A break clause can be an invaluable asset for example if a tenant’s business is struggling and they know they can’t afford the rent long term or at the opposite end of the spectrum if their business is thriving and they need to move to bigger premises.
The current pandemic has impacted most businesses, some far more significantly than others. Being unable to operate your pub or restaurant business, yet still liable to pay rent, is potentially financially crippling. Covid 19 has forced change in the workplace, with many people being required to work from home and led to business owners reviewing their future office needs. Reviewing the provisions of your lease might give you an early exit strategy.
As a tenant, your lease might allow you to break the lease and dramatically cut your expenditure. If you have a break clause but would prefer to stay, the mere fact that you could break the lease (and potentially leave your landlord with empty premises) might provide a negotiating platform to re-negotiate a rent reduction, if you stay.

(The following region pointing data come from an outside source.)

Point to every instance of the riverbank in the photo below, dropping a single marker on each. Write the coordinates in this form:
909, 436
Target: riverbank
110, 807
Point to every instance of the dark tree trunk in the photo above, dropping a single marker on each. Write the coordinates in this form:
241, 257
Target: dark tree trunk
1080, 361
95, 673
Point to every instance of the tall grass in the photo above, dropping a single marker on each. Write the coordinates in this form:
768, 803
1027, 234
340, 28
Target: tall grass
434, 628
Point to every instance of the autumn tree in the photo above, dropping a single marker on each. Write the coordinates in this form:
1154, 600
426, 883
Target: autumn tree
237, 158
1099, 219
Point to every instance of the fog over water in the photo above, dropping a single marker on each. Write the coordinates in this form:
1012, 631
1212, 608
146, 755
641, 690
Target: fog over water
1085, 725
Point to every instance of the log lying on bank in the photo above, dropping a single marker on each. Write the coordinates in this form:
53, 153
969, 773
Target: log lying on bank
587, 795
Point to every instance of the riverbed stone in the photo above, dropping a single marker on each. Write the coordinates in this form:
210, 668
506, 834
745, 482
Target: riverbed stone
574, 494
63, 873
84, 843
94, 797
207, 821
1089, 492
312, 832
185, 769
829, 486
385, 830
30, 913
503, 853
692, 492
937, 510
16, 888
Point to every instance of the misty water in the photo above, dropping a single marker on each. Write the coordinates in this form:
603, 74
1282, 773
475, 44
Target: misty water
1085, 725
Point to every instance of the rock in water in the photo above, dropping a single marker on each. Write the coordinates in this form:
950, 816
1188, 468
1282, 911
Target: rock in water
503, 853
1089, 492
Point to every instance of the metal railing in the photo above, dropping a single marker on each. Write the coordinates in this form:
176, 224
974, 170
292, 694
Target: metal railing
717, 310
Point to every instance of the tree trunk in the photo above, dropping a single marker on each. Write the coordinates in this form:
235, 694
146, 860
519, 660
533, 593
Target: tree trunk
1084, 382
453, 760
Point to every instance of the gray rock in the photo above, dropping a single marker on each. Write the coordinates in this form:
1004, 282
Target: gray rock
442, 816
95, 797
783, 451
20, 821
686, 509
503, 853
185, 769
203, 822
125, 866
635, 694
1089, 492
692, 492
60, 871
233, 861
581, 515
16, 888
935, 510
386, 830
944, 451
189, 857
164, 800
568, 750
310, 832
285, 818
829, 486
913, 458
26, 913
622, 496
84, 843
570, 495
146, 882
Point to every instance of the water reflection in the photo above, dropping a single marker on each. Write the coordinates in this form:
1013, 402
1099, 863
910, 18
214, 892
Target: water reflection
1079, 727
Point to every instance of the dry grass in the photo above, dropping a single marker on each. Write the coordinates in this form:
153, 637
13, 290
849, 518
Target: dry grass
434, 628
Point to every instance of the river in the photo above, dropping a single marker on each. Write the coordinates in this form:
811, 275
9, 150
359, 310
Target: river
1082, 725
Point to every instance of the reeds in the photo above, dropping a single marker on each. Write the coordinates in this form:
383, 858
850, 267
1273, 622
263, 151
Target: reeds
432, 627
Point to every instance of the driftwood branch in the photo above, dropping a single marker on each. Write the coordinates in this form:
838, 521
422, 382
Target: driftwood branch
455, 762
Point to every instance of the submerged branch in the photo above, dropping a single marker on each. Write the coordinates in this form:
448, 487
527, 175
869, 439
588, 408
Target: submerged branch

Given the uncertainty regarding the economy as we transition out of the pandemic and the current restrictions, it is unlikely that many landlords would see any benefit in breaking their leases. It would be prudent however for landlords to review their leases to see whether they have break clauses and what any trigger dates may be so that they can assess their vulnerability to their tenant exercising a break clause, with little or no prior notice. Forewarned, is forearmed!
The information contained in this article provides a general overview of the current position in relation to the subject matter. It does not constitute legal advice and should not be relied upon in relation to any specific legal problem.